Prof. Glicksohn's Lab
Electromagnetic Brain Imaging Unit
Tel: 972-3-531-7145 or 972-3-531-8221
Prof. Joseph Glicksohn is a Professor in the Department of Criminology at the Faculty of Social Sciences and a member of the Electromagnetic Brain Imaging Unit at the Leslie and Susan Gonda Multidisciplinary Brain Research Center.
According to Glicksohn and his team, anti-social personality traits, especially those related to impulsivity and aggression, can be traced to impaired brain function. Using a combination of electroencephalography (EEG), psychological testing and the administration of computer-generated tasks, they have shown that pathological behaviors such as impulsivity, risk taking and sensation seeking are linked to frontal lobe dysfunction.
The team also examines the relationship between consciousness, creativity and problem solving, and have shown that altered states of consciousness – brought on by the use of drugs, meditation, “trance” or other behaviors – correspond to a less logical, more metaphorical form of thinking.
In a separate project, Glicksohn and his team have demonstrated that the ability to creatively change one’s view is linked to changes in electrical patterns of the brain.

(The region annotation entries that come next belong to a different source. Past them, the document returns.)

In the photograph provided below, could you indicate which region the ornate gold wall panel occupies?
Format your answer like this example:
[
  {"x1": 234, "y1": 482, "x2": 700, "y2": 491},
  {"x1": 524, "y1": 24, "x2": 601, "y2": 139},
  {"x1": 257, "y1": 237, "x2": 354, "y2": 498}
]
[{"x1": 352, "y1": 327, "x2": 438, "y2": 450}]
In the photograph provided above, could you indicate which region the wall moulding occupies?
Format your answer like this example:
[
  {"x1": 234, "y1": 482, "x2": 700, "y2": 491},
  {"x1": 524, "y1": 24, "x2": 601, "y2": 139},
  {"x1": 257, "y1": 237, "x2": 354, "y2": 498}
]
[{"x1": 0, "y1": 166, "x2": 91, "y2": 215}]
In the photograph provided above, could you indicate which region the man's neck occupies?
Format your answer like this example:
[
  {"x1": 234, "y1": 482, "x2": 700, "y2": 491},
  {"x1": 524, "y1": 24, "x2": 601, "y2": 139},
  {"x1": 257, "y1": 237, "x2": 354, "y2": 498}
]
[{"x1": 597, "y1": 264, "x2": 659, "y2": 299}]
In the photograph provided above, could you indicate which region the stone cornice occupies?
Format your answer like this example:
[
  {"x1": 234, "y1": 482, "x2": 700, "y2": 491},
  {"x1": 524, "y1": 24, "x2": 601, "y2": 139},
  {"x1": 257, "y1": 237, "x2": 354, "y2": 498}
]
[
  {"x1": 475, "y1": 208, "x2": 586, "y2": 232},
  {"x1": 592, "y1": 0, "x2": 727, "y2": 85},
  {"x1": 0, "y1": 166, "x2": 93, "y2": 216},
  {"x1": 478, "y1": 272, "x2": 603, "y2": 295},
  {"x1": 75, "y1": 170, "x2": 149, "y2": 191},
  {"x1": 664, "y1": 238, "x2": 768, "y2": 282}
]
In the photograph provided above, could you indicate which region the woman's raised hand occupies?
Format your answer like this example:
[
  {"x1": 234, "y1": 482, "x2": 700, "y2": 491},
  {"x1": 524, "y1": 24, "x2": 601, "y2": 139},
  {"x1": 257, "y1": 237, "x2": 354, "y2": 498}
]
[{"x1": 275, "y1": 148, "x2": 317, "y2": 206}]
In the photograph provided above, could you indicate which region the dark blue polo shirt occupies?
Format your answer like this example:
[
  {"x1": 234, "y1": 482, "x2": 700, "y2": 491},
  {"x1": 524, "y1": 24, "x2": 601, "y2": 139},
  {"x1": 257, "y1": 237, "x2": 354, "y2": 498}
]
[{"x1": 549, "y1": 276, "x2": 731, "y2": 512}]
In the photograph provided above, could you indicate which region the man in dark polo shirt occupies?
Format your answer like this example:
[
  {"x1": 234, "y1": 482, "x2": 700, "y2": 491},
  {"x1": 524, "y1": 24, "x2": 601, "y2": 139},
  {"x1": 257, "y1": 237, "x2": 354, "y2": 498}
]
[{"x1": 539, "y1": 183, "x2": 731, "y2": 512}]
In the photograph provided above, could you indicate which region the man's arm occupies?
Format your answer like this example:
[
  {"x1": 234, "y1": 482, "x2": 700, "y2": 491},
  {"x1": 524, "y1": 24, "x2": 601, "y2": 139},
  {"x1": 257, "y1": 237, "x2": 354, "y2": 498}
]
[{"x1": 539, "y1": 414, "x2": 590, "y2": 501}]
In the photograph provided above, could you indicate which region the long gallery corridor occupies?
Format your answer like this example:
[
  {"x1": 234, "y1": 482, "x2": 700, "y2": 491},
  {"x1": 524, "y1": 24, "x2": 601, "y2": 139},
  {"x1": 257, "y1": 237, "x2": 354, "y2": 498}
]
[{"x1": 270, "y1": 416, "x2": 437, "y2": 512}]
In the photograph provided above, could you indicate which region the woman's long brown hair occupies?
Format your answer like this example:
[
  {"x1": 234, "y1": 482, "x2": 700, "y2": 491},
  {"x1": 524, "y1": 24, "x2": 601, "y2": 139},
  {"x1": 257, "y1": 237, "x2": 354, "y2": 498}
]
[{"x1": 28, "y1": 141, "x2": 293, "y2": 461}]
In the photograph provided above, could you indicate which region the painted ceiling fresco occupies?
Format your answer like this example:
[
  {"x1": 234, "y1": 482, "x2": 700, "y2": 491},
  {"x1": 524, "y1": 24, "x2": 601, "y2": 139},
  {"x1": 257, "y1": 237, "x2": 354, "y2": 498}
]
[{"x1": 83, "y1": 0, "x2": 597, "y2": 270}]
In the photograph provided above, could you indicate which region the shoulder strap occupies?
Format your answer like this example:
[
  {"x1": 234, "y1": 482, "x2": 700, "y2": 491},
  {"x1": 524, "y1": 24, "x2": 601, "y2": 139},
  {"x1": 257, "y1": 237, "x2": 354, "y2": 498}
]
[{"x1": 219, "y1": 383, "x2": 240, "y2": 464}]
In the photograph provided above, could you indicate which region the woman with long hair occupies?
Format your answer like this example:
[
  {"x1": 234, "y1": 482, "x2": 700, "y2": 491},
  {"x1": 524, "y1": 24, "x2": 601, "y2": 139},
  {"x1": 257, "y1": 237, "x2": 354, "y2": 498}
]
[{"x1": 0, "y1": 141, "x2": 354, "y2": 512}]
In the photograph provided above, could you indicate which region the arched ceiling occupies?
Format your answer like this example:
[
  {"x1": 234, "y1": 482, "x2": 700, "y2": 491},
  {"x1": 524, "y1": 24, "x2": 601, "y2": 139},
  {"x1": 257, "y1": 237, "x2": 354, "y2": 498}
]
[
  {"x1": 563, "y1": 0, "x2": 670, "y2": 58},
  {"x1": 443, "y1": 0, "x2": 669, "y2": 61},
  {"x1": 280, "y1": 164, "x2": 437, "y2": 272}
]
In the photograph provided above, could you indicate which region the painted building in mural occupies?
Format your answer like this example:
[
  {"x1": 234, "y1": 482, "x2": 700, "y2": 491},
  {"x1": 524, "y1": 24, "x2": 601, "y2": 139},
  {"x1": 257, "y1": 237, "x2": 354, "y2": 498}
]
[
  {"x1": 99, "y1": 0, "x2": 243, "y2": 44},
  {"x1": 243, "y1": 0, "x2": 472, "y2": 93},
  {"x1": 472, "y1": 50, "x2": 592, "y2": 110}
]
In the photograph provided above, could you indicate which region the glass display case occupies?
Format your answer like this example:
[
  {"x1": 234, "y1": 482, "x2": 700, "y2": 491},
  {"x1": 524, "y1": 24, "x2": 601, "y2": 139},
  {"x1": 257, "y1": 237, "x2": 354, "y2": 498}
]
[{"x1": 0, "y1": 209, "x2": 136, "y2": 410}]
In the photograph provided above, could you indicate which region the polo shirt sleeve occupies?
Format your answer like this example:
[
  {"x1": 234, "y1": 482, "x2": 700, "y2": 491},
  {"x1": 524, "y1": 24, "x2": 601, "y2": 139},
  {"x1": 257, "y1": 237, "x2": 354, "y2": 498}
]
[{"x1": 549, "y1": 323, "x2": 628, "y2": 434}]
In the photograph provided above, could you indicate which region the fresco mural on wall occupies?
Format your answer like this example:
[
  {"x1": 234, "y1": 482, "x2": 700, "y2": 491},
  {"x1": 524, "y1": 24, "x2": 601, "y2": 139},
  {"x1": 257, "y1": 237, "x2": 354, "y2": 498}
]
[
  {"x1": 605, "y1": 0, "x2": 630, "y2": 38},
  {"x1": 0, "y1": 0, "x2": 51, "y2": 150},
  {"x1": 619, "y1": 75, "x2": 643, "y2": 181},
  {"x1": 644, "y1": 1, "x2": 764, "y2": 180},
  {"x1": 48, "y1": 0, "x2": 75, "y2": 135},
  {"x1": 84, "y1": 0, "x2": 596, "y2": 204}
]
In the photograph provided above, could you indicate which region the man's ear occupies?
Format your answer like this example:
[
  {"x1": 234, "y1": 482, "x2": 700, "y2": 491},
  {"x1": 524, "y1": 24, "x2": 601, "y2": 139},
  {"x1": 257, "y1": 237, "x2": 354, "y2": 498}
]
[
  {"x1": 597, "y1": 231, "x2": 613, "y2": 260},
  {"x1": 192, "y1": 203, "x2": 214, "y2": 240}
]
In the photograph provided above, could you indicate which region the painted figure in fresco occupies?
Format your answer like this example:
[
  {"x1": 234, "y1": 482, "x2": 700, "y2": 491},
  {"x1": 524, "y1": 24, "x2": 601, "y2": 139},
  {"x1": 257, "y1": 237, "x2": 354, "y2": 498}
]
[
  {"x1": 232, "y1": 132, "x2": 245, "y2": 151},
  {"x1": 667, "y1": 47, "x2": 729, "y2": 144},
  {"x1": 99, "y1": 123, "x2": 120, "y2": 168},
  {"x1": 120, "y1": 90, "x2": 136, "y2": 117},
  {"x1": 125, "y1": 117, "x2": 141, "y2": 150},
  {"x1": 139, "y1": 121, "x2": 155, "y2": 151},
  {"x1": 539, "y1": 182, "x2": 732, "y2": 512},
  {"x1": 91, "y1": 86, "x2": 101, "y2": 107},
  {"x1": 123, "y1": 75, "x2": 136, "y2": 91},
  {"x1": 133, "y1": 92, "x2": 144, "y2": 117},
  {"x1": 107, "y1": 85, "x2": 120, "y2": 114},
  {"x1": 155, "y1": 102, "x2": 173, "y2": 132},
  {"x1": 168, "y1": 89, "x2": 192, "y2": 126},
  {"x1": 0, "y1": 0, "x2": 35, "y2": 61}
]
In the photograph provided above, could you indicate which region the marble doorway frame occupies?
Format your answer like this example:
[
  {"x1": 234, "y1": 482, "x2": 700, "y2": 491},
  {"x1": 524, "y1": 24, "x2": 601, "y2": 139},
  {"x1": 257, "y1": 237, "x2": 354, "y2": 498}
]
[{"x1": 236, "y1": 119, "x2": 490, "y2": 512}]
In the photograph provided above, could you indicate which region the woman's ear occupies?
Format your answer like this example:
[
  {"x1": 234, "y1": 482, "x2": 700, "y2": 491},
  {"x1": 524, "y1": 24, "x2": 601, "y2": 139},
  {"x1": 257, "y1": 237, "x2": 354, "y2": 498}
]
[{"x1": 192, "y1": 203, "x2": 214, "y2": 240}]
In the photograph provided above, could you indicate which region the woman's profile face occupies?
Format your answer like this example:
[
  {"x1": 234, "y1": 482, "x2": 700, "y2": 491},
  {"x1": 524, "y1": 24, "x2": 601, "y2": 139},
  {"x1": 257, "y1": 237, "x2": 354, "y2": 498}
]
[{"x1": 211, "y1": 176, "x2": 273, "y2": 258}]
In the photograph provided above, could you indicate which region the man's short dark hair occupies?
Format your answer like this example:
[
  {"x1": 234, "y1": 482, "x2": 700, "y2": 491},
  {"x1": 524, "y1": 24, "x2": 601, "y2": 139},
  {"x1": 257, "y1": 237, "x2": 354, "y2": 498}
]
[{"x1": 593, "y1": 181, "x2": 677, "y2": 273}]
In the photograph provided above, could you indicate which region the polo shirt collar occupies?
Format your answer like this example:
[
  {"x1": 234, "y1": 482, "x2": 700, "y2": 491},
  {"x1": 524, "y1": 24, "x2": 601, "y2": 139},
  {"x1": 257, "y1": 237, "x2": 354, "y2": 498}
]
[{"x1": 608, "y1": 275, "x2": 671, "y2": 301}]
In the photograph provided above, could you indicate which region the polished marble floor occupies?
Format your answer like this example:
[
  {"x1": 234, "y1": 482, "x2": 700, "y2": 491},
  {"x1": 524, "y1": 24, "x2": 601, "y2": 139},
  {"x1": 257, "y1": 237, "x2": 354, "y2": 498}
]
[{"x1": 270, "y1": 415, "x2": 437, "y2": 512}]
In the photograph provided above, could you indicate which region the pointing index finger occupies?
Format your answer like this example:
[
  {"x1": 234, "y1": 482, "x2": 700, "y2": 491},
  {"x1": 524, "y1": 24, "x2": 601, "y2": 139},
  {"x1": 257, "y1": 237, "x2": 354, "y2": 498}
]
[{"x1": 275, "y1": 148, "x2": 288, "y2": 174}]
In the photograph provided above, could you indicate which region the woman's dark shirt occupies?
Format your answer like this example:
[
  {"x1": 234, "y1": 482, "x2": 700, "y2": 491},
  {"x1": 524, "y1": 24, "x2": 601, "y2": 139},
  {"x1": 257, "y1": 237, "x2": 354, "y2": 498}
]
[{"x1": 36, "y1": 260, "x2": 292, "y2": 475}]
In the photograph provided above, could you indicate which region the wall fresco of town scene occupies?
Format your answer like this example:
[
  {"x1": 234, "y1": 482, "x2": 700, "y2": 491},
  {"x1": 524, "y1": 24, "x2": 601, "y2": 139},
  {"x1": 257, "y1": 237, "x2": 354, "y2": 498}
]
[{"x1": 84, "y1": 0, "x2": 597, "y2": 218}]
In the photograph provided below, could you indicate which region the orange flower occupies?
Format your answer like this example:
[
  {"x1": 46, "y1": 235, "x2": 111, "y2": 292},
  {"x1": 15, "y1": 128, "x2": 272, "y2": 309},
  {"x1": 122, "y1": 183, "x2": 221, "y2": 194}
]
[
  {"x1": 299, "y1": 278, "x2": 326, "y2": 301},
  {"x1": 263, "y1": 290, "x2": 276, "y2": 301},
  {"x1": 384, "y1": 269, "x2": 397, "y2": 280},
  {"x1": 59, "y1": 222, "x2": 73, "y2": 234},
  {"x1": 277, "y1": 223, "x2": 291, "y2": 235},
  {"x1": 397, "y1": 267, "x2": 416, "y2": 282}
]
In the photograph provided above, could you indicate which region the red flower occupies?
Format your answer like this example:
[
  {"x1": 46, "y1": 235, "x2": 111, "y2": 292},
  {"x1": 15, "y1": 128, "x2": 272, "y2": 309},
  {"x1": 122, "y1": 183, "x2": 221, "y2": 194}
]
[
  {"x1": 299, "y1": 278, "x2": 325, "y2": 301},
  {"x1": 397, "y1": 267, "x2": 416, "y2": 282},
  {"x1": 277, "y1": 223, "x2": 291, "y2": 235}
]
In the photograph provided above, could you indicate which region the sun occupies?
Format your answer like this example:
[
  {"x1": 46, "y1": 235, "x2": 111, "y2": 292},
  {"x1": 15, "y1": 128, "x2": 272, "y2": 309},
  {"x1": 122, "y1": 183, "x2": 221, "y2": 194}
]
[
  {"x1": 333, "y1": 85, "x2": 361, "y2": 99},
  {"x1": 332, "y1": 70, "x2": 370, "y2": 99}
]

The team is interested in analyzing EEG both as a correlate of subjective experience, personality and cognitive functioning, and as a substantive domain in itself. In the latter respect, they are interested in the regularization of EEG using photic stimulation, individual differences in EEG profiles, and in understanding the dynamics of EEG alpha and theta (power and coherence) and their relationship to ongoing states of consciousness and underlying personality traits.
Their research on time perception has developed into a detailed psychophysical approach, which is currently being investigated with the aid of the EEG.
As they study sensation seeking, the relationship between impulsivity and time perception, and the electrophysiological and neuropsychological correlates of personality traits, Glicksohn and his team examine key areas of criminological and brain research.
Their work within the field of personality has explored the psychobiological basis of traits such as sensation seeking, impulsivity and the Eysenckian Big Three. The group is particularly interested in the interactive nature of personality traits. Their research into the structure of personality has direct implications for the study of criminality, as the traits under investigation are major predictors of both antisocial and prosocial behavior.
Glicksohn and his team work on variety of interdisciplinary projects, including studies on metaphors, consciousness, time, and personality. In particular, their work on metaphoric thinking has developed into a Gestalt-oriented approach that employs the verbal protocol technique to investigate how readers grapple with the intricacies of poetic text and the metaphors appearing therein. This broad interdisciplinary approach bridges the gap between cognitive psychology and literary criticism.
Looking to the Future
A number of doctoral projects have been completed, and these will lead to a series of future publications. We are looking at measures of neuropsychological functioning, cognitive ability and style, time perception and personality traits with regards to psychopathy, ADHD, addiction and eating disorders.
Other work is concerned with the use of such measures to understand the dynamics of the family interaction. In a separate line of research, we are also employing a microgenetic technique, in conjunction with some of these measures, to understand impulsivity and creativity.
Other work is related to EEG indices of meditation and creativity. In all, our research spans the cognitive, neuropsychological, electrophysiological and personality domains, to understand some key areas of psychological and criminological research, on the one hand, and brain science and cognitive science areas on the other.